Abul Baraa hetzt seit Jahren gegen Andersdenkende
Laut Niedersachsens Verfassungsschutz predige Baraa regelmäßig, daß „alle anderen Religionen neben dem Islam falsch seien und ihre Anhänger zwangsläufig in die Hölle kommen würden“. Auch gegen Homosexuelle teilte er in dem Gebetsraum im Hamburger Stadtteil St. Georg aus. In jenem Stadtteil befindet sich auch das Lesben- und Schwulenviertel Hamburgs.
Der Palästinenser predigte vor seiner TikTok-Karriere in der Berliner As-Sahaba-Moschee, die 2010 von Vertretern der Terrorgruppe „Islamischer Staat“ gegründet wurde. 2018 ließ die Generalstaatsanwaltschaft die Moschee wegen des Verdachts der Terrorfinanzierung durchsuchen.
Gegen Auftritte Baraas können die Ermittlungsbehörden wenig unternehmen, sofern sie – wie nun in Hamburg – in privaten Räumlichkeiten stattfinden.

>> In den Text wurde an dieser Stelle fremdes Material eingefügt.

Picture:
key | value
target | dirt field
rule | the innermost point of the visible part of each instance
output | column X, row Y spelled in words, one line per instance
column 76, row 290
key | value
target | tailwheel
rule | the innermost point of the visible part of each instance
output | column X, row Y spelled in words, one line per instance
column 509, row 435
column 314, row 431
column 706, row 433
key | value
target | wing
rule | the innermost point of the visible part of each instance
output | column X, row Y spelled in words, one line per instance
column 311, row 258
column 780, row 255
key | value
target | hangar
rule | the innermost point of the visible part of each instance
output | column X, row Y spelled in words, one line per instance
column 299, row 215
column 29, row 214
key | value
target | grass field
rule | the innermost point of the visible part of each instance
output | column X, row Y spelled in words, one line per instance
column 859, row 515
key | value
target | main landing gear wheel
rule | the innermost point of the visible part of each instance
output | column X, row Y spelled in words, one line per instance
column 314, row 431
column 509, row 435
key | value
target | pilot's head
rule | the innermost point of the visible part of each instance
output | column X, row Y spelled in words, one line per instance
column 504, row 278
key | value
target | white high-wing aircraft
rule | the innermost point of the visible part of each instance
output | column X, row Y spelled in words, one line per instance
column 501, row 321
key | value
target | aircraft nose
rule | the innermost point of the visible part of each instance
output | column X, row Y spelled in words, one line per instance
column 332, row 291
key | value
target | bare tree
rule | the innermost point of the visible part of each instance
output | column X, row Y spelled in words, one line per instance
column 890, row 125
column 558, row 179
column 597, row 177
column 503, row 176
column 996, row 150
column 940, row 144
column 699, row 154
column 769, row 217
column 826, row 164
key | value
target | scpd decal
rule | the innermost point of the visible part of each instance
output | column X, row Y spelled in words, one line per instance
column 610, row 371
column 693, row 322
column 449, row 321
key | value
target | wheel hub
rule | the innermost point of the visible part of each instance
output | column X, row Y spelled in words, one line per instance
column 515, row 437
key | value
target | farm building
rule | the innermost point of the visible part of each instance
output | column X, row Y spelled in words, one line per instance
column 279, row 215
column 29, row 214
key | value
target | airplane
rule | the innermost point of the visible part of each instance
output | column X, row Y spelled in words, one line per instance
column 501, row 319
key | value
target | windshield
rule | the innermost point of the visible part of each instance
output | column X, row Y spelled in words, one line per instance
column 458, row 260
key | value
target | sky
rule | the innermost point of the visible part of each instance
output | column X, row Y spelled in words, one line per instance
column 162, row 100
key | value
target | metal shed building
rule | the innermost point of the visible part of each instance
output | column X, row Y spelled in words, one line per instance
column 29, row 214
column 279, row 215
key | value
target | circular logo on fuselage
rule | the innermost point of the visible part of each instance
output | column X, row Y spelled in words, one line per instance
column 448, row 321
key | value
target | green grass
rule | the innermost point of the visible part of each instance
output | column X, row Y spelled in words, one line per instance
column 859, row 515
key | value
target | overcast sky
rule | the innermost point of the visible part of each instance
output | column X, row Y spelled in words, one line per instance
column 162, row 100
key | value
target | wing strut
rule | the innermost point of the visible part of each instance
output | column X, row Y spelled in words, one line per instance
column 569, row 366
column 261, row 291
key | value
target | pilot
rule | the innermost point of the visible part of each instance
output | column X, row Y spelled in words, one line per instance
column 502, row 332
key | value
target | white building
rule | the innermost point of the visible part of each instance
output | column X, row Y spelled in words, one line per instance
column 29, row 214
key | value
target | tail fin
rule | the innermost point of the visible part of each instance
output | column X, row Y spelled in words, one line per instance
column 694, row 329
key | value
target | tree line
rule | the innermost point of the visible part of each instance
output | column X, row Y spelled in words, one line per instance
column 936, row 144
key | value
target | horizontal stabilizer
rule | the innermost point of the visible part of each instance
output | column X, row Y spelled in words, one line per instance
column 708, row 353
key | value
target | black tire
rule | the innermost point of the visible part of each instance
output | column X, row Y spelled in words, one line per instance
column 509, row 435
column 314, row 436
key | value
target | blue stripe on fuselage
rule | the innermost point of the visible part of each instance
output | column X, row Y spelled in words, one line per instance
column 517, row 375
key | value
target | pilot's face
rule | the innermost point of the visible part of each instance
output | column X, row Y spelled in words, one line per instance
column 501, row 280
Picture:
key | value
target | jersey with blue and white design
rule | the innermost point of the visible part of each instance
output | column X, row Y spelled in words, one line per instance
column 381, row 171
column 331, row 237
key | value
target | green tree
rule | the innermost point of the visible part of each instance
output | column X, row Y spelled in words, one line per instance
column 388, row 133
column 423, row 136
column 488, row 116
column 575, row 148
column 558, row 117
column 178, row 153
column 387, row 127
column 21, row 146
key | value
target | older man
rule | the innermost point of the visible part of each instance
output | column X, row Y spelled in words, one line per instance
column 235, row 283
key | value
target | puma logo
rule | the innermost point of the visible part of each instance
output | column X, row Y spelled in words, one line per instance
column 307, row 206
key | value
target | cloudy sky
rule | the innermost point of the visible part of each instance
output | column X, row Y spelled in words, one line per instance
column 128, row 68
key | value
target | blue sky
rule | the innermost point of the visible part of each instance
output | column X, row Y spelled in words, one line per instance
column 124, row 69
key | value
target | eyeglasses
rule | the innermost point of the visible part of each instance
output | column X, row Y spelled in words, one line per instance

Auch in den sozialen Netzwerken kann er sein Umwesen treiben. Auf TikTok hat er beinahe 90.000 aktive Follower. Millionen haben Kurzvideos mit dem #abulbaara gesehen.
Unbekannte Prediger werden zu TikTok-Stars
Unterdessen hatte der Brandenburger Verfassungsschutz im April 2024 bereits vor radikalen Islampredigern – wie Baraa – auf TikTok gewarnt. Diese erreichten mittlerweile „ein jugendliches Millionenpublikum im deutschsprachigen Raum“, hieß es in einer Sonderpublikation des Brandenburgischen Verfassungsschutzes. Ermittler gingen der Frage nach, wie die Mobilisierung der islamistischen Szene in Deutschland nach den Hamas-Anschlägen in Israel im Oktober ablief.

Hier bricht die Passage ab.